Kommentar: Wir müssen versuchen, uns in Erdogan hineinzudenken

Die spinnen, die Türken! Schlimm genug, dass ihre Geheimdienste hiesige Kritiker ihres Präsidenten ausspionieren und illegal schwarze Listen erstellen. Sie übergeben die auch noch rotzfrech unserem Geheimdienst! Als ob wir auch noch helfen würden, türkische Oppositionelle einzukassieren. Ein so unverfrorenes Amtshilfeersuchen kann ja nur „reine Provokation“ gewesen sein!
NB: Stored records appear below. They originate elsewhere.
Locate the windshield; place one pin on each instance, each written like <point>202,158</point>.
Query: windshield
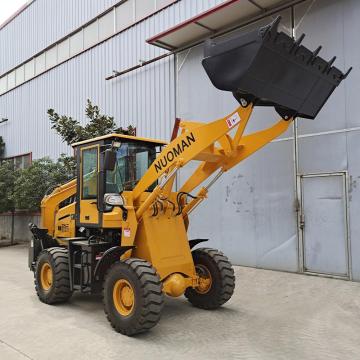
<point>132,161</point>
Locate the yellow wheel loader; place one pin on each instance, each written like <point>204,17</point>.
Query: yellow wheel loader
<point>120,227</point>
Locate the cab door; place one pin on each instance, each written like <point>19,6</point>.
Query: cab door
<point>89,171</point>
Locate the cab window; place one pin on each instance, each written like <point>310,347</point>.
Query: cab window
<point>133,160</point>
<point>89,173</point>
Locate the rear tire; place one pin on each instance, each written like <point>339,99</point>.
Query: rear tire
<point>218,287</point>
<point>52,281</point>
<point>133,297</point>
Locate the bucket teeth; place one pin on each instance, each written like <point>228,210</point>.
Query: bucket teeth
<point>273,69</point>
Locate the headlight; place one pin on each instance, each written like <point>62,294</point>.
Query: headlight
<point>114,200</point>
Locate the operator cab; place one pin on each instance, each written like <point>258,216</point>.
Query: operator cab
<point>109,164</point>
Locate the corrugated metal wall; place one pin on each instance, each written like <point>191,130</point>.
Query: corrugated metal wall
<point>253,208</point>
<point>144,98</point>
<point>43,23</point>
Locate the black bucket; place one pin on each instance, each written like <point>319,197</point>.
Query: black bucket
<point>269,68</point>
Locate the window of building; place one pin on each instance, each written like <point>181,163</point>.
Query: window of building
<point>11,80</point>
<point>3,84</point>
<point>40,64</point>
<point>144,8</point>
<point>20,75</point>
<point>117,19</point>
<point>63,50</point>
<point>91,35</point>
<point>161,3</point>
<point>89,173</point>
<point>51,57</point>
<point>125,15</point>
<point>20,161</point>
<point>76,43</point>
<point>29,69</point>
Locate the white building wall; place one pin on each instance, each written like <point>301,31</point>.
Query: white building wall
<point>144,98</point>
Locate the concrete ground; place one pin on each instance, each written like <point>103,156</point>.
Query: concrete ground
<point>272,315</point>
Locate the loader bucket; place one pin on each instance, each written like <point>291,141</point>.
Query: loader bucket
<point>269,68</point>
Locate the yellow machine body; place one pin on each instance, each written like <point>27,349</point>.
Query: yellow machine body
<point>156,225</point>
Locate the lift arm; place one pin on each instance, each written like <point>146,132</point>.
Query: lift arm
<point>209,143</point>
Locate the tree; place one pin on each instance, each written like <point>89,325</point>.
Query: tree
<point>34,182</point>
<point>7,188</point>
<point>98,124</point>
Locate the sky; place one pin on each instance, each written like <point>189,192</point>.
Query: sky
<point>9,7</point>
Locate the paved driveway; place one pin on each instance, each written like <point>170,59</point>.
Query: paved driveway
<point>272,315</point>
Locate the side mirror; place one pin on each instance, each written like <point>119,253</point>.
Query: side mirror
<point>109,160</point>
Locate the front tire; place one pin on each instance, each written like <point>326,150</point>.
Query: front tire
<point>52,281</point>
<point>133,297</point>
<point>217,279</point>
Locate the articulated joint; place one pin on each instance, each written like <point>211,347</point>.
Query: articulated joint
<point>176,284</point>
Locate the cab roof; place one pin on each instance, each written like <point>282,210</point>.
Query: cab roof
<point>120,136</point>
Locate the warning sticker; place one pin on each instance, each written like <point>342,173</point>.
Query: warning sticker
<point>233,120</point>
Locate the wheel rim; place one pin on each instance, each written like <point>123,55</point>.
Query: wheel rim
<point>46,276</point>
<point>124,297</point>
<point>205,279</point>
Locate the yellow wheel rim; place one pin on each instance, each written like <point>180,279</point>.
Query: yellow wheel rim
<point>46,276</point>
<point>205,279</point>
<point>124,297</point>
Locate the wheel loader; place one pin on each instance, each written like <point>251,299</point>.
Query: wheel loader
<point>120,228</point>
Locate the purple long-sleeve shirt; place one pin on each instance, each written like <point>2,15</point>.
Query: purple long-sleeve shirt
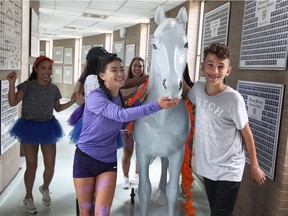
<point>102,120</point>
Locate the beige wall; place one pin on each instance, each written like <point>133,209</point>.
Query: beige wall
<point>272,198</point>
<point>10,160</point>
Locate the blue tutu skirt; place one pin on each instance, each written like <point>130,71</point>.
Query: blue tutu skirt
<point>76,115</point>
<point>75,132</point>
<point>37,132</point>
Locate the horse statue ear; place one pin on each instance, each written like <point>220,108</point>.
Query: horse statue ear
<point>160,15</point>
<point>182,16</point>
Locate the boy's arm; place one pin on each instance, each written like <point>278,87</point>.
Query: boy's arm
<point>257,174</point>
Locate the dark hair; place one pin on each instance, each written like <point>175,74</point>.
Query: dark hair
<point>220,50</point>
<point>101,69</point>
<point>130,74</point>
<point>33,75</point>
<point>91,68</point>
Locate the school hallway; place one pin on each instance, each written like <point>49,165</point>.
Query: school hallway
<point>62,188</point>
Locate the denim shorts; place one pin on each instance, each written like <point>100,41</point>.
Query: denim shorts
<point>85,166</point>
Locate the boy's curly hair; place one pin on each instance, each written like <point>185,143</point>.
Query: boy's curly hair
<point>220,50</point>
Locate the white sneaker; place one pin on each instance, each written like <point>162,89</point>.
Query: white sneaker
<point>46,199</point>
<point>125,183</point>
<point>30,207</point>
<point>135,179</point>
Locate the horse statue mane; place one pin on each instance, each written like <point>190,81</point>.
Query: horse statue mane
<point>164,133</point>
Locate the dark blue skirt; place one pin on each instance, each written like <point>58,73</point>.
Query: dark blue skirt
<point>37,132</point>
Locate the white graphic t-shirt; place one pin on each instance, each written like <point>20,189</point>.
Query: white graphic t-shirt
<point>219,150</point>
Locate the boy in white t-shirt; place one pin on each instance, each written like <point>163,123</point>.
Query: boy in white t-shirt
<point>221,129</point>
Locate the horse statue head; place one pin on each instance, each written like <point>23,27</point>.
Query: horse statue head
<point>164,133</point>
<point>169,53</point>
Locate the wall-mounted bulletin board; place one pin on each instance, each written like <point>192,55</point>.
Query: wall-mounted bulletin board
<point>58,55</point>
<point>34,34</point>
<point>264,106</point>
<point>129,54</point>
<point>10,35</point>
<point>8,116</point>
<point>265,35</point>
<point>57,74</point>
<point>150,50</point>
<point>67,75</point>
<point>216,23</point>
<point>84,52</point>
<point>118,48</point>
<point>68,55</point>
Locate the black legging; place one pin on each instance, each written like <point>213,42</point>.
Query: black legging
<point>222,196</point>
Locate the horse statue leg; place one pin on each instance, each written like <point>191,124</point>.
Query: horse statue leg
<point>175,164</point>
<point>144,188</point>
<point>159,196</point>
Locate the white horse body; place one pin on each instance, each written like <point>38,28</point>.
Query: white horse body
<point>164,133</point>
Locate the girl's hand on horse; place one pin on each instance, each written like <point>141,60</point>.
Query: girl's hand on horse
<point>79,99</point>
<point>167,102</point>
<point>11,77</point>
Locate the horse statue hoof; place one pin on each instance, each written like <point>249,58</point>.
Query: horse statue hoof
<point>159,197</point>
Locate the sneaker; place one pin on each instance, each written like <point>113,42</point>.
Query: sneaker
<point>125,183</point>
<point>46,199</point>
<point>30,207</point>
<point>135,179</point>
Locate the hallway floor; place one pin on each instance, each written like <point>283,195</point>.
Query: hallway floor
<point>63,194</point>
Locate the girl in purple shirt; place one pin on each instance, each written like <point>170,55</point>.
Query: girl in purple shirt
<point>95,160</point>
Das ist die aktuelle Lesart der Spitzelaffäre, die gerade das deutsch-türkische Beziehungsthermometer auf neue Vereisungsrekorde sacken ließ.

Türkei offenbar von Boshaftigkeit überzeugt

Es ist die Lesart, die der Bundesinnenminister mit der Opposition teilt – aber auch die Lesart, die den simpelsten Reflexen folgt: So viel „Naivität“, was als alternative Erklärung gehandelt wird, will man dem verschlagenen Türken nicht zutrauen. Berlin, es ist windig, aber das Feindbild sitzt.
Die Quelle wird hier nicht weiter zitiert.